Tranquill concedes he has never dealt with a situation like this, where all of the quarterbacks are relatively untested. At 69, Tranquill is older than Davis, Tuggle, and Boek combined, and the advice he is offering is different.
"I was more philosophical with them," said Tranquill after the meeting. "I talked to them about Bernie Kosar, who was probably the smartest player I've ever been around. With him it was always an exchange of ideas. He wasn't the best athlete, but he could look at a tape and fill the board with ideas of what to do. I like guys who have a little bit of give and take."
It is what Tranquill has been doing most of his career, which has included stops at Navy, Virginia (twice), Virginia Tech, Michigan State, North Carolina, and NFL Europe. Three years ago, he decided to retire and spend time with his grandchildren.
"It was a way of life, but I was a little bored," said Tranquill. "I missed football. The players, the camaraderie."
So when Frank Spaziani, an old friend, was named head coach at BC, and called to ask him to be the Eagles' offensive coordinator, Tranquill didn't hesitate.
"If I didn't have the energy, I wouldn't do it," said Tranquill. "I still have the energy. This is my 46th or 47th season. That's a lot of kickoffs."
Despite all that experience, Tranquill concedes that this spring is different than any other. The BC quarterback portrait is almost a blank canvas. Davis has three career starts; Tuggle, who redshirted last season as a freshman, has none; and Boek was the No. 2 fullback on the depth chart last season.

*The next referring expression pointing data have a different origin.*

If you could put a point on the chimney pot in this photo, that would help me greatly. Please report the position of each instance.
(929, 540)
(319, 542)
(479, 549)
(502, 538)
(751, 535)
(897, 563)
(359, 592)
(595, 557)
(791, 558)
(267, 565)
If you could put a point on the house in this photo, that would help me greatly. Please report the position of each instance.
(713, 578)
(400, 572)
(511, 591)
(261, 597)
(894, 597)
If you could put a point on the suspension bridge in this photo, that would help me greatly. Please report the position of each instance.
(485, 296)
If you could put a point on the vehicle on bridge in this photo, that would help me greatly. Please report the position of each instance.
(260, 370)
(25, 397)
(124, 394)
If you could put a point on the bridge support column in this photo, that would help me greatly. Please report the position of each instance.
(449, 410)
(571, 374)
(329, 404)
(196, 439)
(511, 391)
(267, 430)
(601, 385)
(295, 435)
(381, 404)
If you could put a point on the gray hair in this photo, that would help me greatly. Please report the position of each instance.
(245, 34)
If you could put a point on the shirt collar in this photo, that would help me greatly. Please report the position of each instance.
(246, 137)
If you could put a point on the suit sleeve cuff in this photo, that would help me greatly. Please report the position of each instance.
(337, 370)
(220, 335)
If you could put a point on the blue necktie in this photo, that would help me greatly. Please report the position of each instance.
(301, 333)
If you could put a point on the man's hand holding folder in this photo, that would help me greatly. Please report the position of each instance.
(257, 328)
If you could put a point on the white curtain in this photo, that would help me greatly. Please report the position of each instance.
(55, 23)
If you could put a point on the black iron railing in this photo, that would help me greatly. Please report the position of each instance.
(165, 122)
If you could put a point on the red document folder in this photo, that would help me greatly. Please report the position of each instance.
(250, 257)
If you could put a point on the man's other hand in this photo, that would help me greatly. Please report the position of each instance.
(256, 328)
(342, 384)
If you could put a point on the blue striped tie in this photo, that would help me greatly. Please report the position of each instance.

"I've only had one QB with experience at times, but I can't remember a situation starting with untested people," said Tranquill, who watched with Spaziani and the rest of the coaching staff last week during a scrimmage, hoping that one would emerge as the leader. And in the second half, Davis threw touchdown passes to Billy Flutie and Rich Gunnell, and Boek threw scoring passes to Justin Jarvis and Clyde Lee.
"We're moving ahead by inches," said Tranquill.
"It's a soft 1, 2, 3," said Spaziani of the depth chart. "We've got a lot of work to do."
Tranquill said some things haven't changed in all his years of coaching. Football remains a game of basics. "You'd better be able to block the other guy and you had better be able to tackle the other guy," he said.
In terms of coaching quarterbacks, Tranquill welcomes input.
"I always ask them, 'What do you like to do.' If they don't like to do something, I'm not going to do it, even though I might like it," he said. "I try to match the player with the system. At this point in time, we have installed way more than we will ever do with them this fall. They have done a good job of absorbing it, but some of it doesn't exactly play to their strengths. So, we are going to have to tailor some things to whomever the QB is going to be. But it's an ongoing process.
"I can coach a lot of things, but I can't coach people on how to make decisions. Some guys have the ability, but can't make decisions. Some guys can pull the trigger real quick, but do make the right decisions. I've seen both sides. There are a lot of variables. The question is who can manage the team and make the right decisions. It is a bottom-line deal. You have to have a feeling one way or another about looking for a guy who can do the most things. Hopefully, his best is good enough. If it isn't, you've got a problem."
Tranquill watched last week as Davis, Tuggle, and Boek tried to make the right decisions in a controlled situation. The annual spring game will end this phase of the process.
After that, the coaches will evaluate what they have seen so they can begin summer camp with a more solid depth chart at what remains the team's biggest question mark.
Tranquill will continue to mix coaching with insight and hope a quarterback emerges.
"It's enjoyable, especially when you see someone coming from here and going to there," he said, pointing low and finishing high. "That's much more enjoyable than seeing someone just take a step or two."
The bottom line is that someone still has to do the job, manage the team, and make the right decisions.
It is also why Gary Tranquill is back at work.